With this, we can mix the Authenticator trait into the Actor that runs the routes, and use the authenticate directive in those routes that need to be authenticated. authenticate will pass the AuthInfo object generated by the validateUser method as a parameter into its closure, and you can then use it wherever you need that info in your routes.

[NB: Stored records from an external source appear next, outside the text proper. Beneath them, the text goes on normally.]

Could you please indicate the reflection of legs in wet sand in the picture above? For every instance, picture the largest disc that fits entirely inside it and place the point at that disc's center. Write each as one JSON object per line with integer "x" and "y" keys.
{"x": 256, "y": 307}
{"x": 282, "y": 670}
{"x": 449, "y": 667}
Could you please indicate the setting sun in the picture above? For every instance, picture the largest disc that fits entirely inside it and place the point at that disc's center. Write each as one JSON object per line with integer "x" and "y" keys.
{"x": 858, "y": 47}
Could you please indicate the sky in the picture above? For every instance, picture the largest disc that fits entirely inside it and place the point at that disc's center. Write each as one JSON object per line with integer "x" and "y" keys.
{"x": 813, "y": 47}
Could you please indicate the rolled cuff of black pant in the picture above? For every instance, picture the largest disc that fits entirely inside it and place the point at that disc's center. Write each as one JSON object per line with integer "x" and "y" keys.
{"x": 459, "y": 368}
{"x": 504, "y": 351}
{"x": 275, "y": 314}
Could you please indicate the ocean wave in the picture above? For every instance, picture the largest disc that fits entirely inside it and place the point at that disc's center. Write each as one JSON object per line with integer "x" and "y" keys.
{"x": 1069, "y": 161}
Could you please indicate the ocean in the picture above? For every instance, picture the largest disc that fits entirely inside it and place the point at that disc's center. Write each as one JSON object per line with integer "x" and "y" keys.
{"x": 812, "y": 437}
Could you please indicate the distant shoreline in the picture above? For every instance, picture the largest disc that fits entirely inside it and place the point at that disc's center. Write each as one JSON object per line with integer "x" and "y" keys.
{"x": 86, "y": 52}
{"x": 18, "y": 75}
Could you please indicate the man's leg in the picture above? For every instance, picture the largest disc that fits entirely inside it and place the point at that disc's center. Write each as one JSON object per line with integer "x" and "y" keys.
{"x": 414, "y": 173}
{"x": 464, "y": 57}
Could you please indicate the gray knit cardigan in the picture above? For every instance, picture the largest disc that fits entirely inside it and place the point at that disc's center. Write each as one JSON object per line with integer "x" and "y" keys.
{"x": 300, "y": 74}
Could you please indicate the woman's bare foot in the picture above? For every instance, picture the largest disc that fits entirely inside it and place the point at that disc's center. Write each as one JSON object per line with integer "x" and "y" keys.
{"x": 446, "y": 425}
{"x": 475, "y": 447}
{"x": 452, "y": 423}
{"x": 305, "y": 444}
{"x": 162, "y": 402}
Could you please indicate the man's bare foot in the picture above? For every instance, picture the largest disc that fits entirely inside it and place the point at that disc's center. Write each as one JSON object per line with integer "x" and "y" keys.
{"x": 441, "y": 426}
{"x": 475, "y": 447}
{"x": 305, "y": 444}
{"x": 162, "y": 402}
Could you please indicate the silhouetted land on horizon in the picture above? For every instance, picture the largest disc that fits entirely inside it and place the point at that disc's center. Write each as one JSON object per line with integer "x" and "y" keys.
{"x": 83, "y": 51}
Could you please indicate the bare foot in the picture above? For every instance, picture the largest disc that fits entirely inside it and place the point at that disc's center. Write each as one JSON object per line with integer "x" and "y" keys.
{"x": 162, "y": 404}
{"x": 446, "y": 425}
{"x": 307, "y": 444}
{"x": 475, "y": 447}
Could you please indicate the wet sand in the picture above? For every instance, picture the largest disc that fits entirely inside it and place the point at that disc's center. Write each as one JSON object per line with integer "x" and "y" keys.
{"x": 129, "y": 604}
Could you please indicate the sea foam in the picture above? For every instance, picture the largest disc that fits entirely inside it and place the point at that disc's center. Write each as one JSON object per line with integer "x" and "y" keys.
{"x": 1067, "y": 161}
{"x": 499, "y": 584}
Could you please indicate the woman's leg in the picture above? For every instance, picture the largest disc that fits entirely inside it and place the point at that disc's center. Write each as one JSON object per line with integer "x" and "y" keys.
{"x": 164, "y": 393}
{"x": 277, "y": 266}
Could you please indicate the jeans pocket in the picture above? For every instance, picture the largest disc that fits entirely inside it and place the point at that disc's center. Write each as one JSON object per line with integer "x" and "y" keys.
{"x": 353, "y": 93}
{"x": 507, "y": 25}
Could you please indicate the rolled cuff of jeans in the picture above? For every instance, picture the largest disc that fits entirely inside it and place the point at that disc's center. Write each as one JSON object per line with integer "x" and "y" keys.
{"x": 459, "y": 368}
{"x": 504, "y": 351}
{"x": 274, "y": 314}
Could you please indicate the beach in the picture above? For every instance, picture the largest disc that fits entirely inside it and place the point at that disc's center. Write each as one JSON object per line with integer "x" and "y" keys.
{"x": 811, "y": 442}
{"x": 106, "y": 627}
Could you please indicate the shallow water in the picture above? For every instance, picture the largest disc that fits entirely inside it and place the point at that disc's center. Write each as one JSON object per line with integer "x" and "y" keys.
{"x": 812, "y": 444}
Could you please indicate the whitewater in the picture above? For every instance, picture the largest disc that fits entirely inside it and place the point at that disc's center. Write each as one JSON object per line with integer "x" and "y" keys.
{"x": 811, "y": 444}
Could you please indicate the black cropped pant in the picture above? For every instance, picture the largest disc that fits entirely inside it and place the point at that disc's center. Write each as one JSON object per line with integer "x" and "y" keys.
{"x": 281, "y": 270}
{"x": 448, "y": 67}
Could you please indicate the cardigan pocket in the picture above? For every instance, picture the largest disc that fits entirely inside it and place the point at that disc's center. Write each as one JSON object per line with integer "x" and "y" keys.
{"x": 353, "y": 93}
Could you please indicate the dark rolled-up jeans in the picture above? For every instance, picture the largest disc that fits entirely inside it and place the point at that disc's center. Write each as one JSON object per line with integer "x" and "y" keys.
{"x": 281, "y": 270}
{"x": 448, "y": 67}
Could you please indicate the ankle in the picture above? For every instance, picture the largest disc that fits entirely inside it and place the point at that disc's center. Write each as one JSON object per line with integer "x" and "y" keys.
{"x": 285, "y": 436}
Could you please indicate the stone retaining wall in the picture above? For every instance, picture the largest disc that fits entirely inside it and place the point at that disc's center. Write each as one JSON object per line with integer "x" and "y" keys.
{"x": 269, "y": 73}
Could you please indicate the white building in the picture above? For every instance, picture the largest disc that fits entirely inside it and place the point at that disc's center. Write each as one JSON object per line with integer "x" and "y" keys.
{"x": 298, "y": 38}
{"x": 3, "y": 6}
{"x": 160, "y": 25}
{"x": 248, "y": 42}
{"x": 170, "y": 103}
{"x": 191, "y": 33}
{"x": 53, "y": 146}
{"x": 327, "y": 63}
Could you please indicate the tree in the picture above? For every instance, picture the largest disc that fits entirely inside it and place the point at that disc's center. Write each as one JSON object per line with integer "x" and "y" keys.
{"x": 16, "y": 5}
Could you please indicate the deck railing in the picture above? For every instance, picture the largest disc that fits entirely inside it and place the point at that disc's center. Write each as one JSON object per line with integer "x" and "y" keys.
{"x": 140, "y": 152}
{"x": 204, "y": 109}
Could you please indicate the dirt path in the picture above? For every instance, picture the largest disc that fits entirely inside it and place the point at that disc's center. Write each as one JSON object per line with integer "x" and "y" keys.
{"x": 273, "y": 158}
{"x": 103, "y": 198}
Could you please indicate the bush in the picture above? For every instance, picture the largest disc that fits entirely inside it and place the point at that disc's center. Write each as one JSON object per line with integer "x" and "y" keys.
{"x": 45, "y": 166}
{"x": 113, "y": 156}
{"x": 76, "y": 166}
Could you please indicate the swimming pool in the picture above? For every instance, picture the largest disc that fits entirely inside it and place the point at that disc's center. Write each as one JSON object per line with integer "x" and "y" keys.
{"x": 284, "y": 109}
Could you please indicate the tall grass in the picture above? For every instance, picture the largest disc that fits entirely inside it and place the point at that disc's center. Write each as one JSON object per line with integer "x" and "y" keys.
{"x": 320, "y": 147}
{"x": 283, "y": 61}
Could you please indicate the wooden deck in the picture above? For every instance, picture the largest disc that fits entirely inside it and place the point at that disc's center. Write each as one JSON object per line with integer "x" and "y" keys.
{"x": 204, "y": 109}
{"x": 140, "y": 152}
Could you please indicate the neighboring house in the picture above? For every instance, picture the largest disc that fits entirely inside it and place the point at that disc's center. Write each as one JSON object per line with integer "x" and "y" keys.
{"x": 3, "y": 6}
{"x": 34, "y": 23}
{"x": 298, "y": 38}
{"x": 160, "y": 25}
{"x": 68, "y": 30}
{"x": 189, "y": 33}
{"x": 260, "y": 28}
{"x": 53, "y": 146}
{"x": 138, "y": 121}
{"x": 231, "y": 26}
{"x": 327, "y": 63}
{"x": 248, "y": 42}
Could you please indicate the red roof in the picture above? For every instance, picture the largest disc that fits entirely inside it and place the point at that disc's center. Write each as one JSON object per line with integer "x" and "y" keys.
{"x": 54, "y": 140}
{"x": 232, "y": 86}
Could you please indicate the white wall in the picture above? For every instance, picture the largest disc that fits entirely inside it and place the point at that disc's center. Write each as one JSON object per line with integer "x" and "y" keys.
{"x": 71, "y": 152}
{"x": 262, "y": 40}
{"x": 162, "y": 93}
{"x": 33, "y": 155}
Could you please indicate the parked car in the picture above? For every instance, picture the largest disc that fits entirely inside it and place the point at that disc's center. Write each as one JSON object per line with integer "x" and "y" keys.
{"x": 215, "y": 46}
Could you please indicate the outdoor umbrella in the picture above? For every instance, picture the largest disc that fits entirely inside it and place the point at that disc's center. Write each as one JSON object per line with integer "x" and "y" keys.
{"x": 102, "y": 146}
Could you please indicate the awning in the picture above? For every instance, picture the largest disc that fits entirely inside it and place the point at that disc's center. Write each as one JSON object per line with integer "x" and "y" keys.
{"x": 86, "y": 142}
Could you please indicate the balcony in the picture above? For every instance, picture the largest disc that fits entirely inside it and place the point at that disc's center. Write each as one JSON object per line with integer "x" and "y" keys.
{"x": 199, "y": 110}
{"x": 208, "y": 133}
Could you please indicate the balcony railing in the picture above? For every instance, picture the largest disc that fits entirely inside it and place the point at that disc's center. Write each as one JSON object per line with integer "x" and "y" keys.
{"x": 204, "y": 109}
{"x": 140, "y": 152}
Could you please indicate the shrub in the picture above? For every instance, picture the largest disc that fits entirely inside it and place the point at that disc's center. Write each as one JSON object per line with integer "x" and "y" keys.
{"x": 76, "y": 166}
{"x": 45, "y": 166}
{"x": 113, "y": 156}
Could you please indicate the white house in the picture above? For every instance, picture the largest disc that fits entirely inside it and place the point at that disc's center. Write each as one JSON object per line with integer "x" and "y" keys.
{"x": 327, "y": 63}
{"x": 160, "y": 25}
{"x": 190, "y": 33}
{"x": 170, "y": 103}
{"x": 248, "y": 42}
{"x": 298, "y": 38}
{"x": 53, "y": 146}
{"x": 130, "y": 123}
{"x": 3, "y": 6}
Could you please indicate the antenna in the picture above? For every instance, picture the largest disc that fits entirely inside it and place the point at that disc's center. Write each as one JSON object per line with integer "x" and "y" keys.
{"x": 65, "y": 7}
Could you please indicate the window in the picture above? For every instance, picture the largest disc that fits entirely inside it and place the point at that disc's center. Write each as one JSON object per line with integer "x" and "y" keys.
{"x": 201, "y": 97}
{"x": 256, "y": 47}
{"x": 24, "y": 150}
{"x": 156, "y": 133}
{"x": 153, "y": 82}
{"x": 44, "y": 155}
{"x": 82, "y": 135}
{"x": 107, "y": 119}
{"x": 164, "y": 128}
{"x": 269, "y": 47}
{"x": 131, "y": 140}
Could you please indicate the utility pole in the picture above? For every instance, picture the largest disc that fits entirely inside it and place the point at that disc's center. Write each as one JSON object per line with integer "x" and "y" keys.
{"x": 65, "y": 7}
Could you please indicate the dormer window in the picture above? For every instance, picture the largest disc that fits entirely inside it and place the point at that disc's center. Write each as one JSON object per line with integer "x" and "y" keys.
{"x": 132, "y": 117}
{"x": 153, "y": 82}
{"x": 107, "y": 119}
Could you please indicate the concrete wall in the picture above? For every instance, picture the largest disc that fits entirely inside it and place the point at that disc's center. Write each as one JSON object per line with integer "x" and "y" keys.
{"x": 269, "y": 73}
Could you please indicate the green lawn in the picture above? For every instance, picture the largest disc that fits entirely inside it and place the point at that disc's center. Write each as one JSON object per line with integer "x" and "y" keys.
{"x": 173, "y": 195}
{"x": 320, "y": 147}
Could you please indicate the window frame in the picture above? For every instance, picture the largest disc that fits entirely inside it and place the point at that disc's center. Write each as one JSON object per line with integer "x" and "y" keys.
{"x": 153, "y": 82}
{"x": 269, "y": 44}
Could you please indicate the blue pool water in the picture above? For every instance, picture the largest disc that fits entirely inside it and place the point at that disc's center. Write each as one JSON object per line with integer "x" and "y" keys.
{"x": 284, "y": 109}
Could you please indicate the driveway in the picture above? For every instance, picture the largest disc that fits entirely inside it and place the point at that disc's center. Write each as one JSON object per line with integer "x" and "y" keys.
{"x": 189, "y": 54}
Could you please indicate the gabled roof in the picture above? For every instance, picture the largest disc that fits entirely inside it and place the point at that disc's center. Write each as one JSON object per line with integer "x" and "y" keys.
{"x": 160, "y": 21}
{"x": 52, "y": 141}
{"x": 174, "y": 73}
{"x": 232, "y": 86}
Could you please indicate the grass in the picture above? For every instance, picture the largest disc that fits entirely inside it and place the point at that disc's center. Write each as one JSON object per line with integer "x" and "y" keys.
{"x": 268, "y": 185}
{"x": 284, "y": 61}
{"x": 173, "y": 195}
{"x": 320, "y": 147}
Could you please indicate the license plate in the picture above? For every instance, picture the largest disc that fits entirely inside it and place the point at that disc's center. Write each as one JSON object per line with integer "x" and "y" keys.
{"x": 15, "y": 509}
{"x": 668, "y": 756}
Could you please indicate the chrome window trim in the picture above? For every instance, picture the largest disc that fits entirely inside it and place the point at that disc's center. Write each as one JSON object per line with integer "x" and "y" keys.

class ApiActor extends Actor
                       with ActorLogging
                       with Authenticator {
  implicit val executionContext = context.dispatcher

  override def receive = {
    runRoute(
      pathEndOrSingleSlash {
        // Any user, authenticated or not, can enter here
        complete("System OK")
      } ~
      pathPrefix("api") {
        authenticate(basicUserAuthenticator) { authInfo =>
          path("private") {
            get {
              // All authenticated users can enter here
              complete(s"Hi, ${authInfo.user.login}")
            }
          }
        }
      }
    )
  }

What if you need more fine-grained authorization? For example, you might want to allow all users to GET a particular URI, but only some users to PUT or POST. That is what the authorize directive is for. authorize receives a by-name that returns true if the user is allowed to perform the action, and false if she isn’t. You can use the authInfo object to check that.

    authenticate(basicUserAuthenticator) { authInfo =>
      path("private") {
        get {
            // All authenticated users can enter here
            complete(s"Hi, ${authInfo.user.login}")
          }
          post {
            authorize(authInfo.hasPermission("post") {
              // Only those users that have the "post" permission will be allowed in here
            }
              }
        }
      }

If the authorization is unsuccessful, Spray will return the HTTP 403 Forbidden status code.

I hope this has been useful. At some point I would like to extend this to use multiple authentication schemes (starting with SSL Client Certificate and possibly continuing on to use OAuth), as well as extricate the code from the application I am working on and perhaps create a reusable library, but that will be for the future. For now, enjoy!